妖精の魔法か、人工知能の科学技術か〜『SAFARING THE NIGHT サファリング・ザ・ナイト 』(ネタバレあり)

 舞台芸術集団地下空港による『SAFARING THE NIGHT サファリング・ザ・ナイト』を見てきた。台本と演出は伊藤靖朗が担当している。これだけだとわかりづらいが、『夏の夜の夢』の翻案である。

 規模の大きい観客参加型の演劇で、舞台は2045年バーチャル空間内である。観客はタイタニアゲートとオベロンゲートに割り振られて入場するのだが、タイタニアとオベロンはどちらも人工知能の名称で、それぞれ国家連合を管理しているという設定である。
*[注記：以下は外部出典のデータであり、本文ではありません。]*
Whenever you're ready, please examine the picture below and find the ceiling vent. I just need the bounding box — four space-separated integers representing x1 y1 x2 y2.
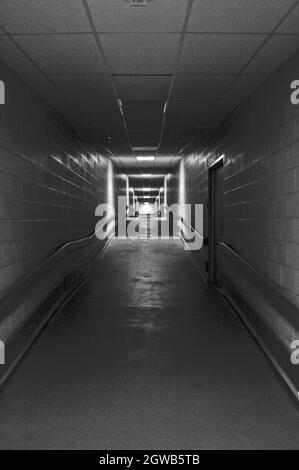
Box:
130 0 148 7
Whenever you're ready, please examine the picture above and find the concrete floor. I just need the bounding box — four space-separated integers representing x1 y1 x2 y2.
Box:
0 240 299 450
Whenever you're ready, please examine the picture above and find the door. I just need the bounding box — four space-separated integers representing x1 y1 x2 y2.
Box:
209 157 224 288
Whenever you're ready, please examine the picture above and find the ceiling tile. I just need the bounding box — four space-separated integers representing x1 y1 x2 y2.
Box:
188 0 294 33
244 35 299 75
0 0 90 34
100 34 180 75
15 34 105 75
51 74 115 105
0 36 40 76
130 130 160 147
277 4 299 34
180 34 264 74
171 74 235 103
22 76 68 114
123 100 165 116
217 75 265 117
113 76 171 100
88 0 188 32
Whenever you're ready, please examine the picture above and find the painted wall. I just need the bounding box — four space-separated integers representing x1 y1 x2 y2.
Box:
0 61 121 295
169 50 299 316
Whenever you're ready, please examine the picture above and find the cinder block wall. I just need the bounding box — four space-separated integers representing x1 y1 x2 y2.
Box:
171 50 299 307
0 62 117 295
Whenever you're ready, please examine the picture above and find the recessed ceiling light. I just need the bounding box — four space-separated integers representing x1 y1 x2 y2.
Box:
136 156 156 162
129 173 165 178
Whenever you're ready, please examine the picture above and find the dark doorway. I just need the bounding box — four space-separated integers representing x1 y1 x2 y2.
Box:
209 157 224 288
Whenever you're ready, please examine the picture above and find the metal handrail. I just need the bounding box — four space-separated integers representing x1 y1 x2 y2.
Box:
0 216 113 315
219 242 299 327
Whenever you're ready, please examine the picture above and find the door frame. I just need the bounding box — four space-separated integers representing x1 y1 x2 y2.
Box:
208 155 224 284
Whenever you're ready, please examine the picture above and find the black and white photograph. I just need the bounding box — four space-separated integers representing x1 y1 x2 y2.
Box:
0 0 299 458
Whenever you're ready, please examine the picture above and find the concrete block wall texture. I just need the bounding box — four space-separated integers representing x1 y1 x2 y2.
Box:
171 50 299 307
0 65 119 295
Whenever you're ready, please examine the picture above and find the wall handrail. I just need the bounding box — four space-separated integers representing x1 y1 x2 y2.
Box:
219 242 299 331
0 216 113 314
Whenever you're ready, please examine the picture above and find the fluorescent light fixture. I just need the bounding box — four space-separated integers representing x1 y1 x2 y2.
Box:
132 147 159 152
136 155 156 162
129 173 165 178
135 188 159 192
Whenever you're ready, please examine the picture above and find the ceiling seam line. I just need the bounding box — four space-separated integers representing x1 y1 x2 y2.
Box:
175 0 299 160
82 0 133 156
157 0 194 156
211 0 299 107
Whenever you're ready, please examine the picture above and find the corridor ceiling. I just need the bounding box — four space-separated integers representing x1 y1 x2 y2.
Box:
0 0 299 168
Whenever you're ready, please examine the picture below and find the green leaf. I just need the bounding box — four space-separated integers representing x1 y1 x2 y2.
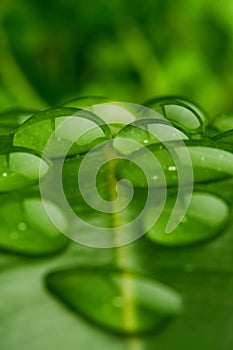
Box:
0 147 49 192
13 107 111 157
145 96 207 134
0 195 68 257
147 192 230 247
47 266 181 336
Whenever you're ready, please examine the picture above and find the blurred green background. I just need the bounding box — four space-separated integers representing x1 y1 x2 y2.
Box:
0 0 233 115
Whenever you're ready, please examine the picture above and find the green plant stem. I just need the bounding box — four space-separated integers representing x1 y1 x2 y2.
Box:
104 142 144 350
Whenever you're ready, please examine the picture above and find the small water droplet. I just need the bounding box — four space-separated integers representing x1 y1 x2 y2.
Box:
18 221 27 231
113 297 124 307
168 165 176 171
10 232 19 240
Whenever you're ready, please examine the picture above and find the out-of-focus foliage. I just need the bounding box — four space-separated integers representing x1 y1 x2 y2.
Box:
0 0 233 115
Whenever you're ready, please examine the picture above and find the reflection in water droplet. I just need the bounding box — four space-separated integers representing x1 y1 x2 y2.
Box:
46 267 181 336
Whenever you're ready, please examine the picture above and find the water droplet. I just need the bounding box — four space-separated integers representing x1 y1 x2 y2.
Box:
17 221 27 231
0 148 49 192
46 267 181 336
147 192 230 247
145 96 207 133
212 113 233 132
168 166 176 171
0 196 68 257
10 232 19 240
13 107 111 158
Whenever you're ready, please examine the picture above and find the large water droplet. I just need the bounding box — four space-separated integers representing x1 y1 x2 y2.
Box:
62 96 113 109
188 145 233 182
212 113 233 131
147 193 230 247
213 130 233 152
0 196 68 257
0 149 49 192
145 96 207 133
46 267 181 336
113 118 188 154
13 107 111 158
0 109 36 130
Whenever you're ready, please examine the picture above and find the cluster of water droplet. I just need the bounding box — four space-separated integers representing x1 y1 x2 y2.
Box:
0 97 233 335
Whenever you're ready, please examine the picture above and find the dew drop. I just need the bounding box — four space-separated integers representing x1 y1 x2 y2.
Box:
168 166 176 171
0 196 68 257
147 192 230 247
17 221 27 231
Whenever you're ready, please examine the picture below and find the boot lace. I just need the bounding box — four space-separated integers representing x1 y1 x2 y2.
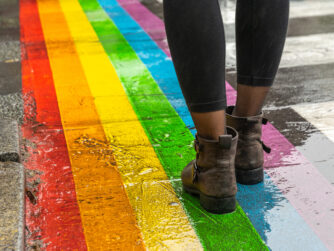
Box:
259 118 271 153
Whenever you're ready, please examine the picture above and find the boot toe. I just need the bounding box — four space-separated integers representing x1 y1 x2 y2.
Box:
181 160 195 187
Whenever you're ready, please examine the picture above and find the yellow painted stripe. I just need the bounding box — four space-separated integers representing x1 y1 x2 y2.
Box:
59 0 202 250
38 0 144 251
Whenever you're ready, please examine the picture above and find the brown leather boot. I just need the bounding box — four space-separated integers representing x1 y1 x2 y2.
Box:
181 127 238 214
226 106 271 185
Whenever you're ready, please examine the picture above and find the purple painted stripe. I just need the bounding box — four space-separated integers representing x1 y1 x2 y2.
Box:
118 0 334 249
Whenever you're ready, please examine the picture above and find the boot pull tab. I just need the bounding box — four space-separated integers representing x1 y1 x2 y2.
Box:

この2つの陣営は戦争状態にあるのだが、このたびタイタニアのトップ、ヒポリタとオベロンのトップ、シシアスが和平を締結し、タイタニアとオベロンは統合アップデートをすることになった。観客はそれぞれ入場ゲートにあわせてタイタニアかオベロンの市民となり、統合記念式典の出席資格を取得するための評価プログラムを受けることになる。お客は事前にアプリをダウンロードし、当日はすみだパークに設営されたオベロンとタイタニアの施設内(仮想空間という設定)を歩きながらスマートフォンQRコードを読んだり、ガイドの説明を聞いたりしつつ、この評価プログラムを受ける。ところが途中でトラブルが発生し、お客たちはライサンダーとハーミア、ディミートリアスとヘレナという二組の恋人たちの問題を目撃することに…

 久しぶりに歩き回る参加型演劇を見たのだが、やはりこういう身体を動かす演劇は飽きないし楽しい。アプリの使用とかもけっこううまくやっていると思うのだが、最後に投票をさせるところの展開はちょっと安易では…という気もした(お客に投票させる演劇という点ではリミニ・プロトコルのBest Beforeを思い出したのだが、あっちのほうが予定調和にならないスリルがあった気もする)。結末はハーミアが最強の人工知能になってしまうというもので、なんかちょっと『ルーシー』っぽい。

 人工知能の描き方についてはちょっと安易な気もする。ディストピアSFで見たことがあるような展開が多いし、オベロンが社会主義国タイタニアが資本主義国というのも東西冷戦モデルでちょっと古いかもしれない。『夏の夜の夢』の翻案として面白いのは妖精の魔法が人工知能の技術力に変更されているところで、これはちょっと『禁断の惑星』でエーリアルがロボットのロビーに変更されたことを思い出し、魔法と科学技術の見た目の共通性に思いを馳せてしまった。一方で原作にある家父長制による抑圧はコンピュータによる管理に読み替えられており、これはこれで大変現代に即した翻案の方向性と言えるかもしれない。